Peace Ornament is a Shepard Fairey screen print released October 20, 2006 through Obey Giant. It combines his decorative ornamental patterning with peace symbolism in his signature flat, poster-style printing.
How large is the edition?
It was issued as a first edition of 300, published by Obey Giant. As a numbered screen-print multiple of moderate size, it represents the accessible editioned format common to Fairey's mid-2000s releases.
What are the dimensions and medium?
The print is a screen print measuring 18 x 24 inches. Its vertical poster format suits standard framing and displays well alongside other Obey Giant editions of the same size.

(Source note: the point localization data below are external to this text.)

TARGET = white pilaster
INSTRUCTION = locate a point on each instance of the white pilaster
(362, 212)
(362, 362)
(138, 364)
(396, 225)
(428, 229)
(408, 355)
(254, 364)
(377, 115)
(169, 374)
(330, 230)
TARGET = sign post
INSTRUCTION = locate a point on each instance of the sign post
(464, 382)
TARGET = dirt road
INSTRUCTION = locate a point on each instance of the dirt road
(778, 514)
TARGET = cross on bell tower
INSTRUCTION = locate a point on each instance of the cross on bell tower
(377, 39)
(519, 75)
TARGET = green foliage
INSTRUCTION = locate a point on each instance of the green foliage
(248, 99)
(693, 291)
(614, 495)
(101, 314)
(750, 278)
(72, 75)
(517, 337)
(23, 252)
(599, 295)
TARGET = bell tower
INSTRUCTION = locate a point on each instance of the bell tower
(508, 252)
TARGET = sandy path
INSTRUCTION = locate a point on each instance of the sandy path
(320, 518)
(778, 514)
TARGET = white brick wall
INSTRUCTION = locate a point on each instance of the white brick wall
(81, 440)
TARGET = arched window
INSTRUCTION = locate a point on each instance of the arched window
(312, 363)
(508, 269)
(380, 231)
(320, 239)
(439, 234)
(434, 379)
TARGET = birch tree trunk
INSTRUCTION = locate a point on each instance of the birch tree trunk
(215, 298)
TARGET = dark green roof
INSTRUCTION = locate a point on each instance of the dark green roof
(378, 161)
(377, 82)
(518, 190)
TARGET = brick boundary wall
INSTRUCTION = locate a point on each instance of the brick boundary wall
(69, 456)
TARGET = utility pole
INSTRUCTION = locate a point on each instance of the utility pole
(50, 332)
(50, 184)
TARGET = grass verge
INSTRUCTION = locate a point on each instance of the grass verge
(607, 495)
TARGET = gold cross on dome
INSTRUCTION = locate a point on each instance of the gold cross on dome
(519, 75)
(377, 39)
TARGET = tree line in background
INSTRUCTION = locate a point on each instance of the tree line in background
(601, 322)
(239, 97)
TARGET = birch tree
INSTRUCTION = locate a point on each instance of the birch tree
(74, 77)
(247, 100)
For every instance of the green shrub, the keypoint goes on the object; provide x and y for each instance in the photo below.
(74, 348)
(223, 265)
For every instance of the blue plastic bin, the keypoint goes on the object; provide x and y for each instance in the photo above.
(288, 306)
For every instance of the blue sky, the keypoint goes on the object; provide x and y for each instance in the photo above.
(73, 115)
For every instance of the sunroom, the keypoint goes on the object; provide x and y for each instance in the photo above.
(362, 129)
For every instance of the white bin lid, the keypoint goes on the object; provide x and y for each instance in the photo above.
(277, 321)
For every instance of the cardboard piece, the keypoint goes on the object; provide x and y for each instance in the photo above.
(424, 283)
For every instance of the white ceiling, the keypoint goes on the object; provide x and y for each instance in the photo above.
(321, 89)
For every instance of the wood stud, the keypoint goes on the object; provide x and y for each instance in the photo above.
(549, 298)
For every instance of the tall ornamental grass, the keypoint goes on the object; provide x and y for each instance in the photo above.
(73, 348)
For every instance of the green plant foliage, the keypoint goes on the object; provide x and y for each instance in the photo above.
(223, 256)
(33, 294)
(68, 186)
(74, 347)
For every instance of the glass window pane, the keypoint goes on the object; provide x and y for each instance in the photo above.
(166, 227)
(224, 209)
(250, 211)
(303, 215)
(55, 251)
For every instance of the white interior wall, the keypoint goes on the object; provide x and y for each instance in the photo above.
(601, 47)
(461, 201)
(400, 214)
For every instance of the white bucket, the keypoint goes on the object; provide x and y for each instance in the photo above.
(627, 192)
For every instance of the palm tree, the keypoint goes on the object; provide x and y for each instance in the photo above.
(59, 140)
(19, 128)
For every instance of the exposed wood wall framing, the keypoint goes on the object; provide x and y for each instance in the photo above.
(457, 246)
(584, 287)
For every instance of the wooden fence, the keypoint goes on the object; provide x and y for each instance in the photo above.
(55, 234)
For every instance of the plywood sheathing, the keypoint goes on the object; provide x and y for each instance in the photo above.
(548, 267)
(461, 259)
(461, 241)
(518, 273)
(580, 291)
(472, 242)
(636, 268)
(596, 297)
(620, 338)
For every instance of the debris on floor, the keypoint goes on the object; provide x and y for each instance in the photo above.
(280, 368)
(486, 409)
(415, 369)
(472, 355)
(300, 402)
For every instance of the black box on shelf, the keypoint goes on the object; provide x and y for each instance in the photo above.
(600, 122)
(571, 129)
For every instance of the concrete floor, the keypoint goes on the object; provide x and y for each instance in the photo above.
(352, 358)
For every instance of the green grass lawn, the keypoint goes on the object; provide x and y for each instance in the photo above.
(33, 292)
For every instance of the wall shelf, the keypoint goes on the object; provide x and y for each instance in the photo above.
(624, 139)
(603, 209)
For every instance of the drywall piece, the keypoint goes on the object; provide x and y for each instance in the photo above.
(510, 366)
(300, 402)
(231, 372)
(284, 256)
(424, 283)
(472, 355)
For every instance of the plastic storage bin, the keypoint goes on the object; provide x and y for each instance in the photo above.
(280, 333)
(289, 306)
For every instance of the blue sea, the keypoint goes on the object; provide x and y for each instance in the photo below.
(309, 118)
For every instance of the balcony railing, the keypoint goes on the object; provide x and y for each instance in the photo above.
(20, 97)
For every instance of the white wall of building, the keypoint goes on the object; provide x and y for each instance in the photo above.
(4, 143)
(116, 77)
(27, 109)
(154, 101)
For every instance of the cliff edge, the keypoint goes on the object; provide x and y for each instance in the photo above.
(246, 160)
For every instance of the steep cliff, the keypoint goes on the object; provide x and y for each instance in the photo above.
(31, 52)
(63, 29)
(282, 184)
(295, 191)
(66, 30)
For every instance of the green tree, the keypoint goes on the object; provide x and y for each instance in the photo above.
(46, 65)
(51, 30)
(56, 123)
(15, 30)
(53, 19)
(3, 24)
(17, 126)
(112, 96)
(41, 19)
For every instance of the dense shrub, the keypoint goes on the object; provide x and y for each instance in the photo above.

What was the original price?
The recorded original price was $30, reflecting the affordable-multiple model Obey Giant used to circulate signed editions widely among collectors during this period.
Related Works
About the Artist
Shepard Fairey (b. 1970, Charleston, South Carolina) is an American street artist, graphic designer, and activist, and a graduate of the Rhode Island School of Design. His 1989 “André the Giant Has a Posse” sticker grew into the global OBEY GIANT campaign — an ongoing experiment in propaganda, obedience, and visual culture. He reached worldwide recognition with the 2008 “Hope” portrait of Barack Obama, now held by the Smithsonian National Portrait Gallery. Across screen prints, stencils, murals, and collage, Fairey channels propaganda aesthetics toward themes of peace, justice, environmentalism, and civil rights. His work is in the collections of the Museum of Modern Art, the Victoria & Albert Museum, and LACMA.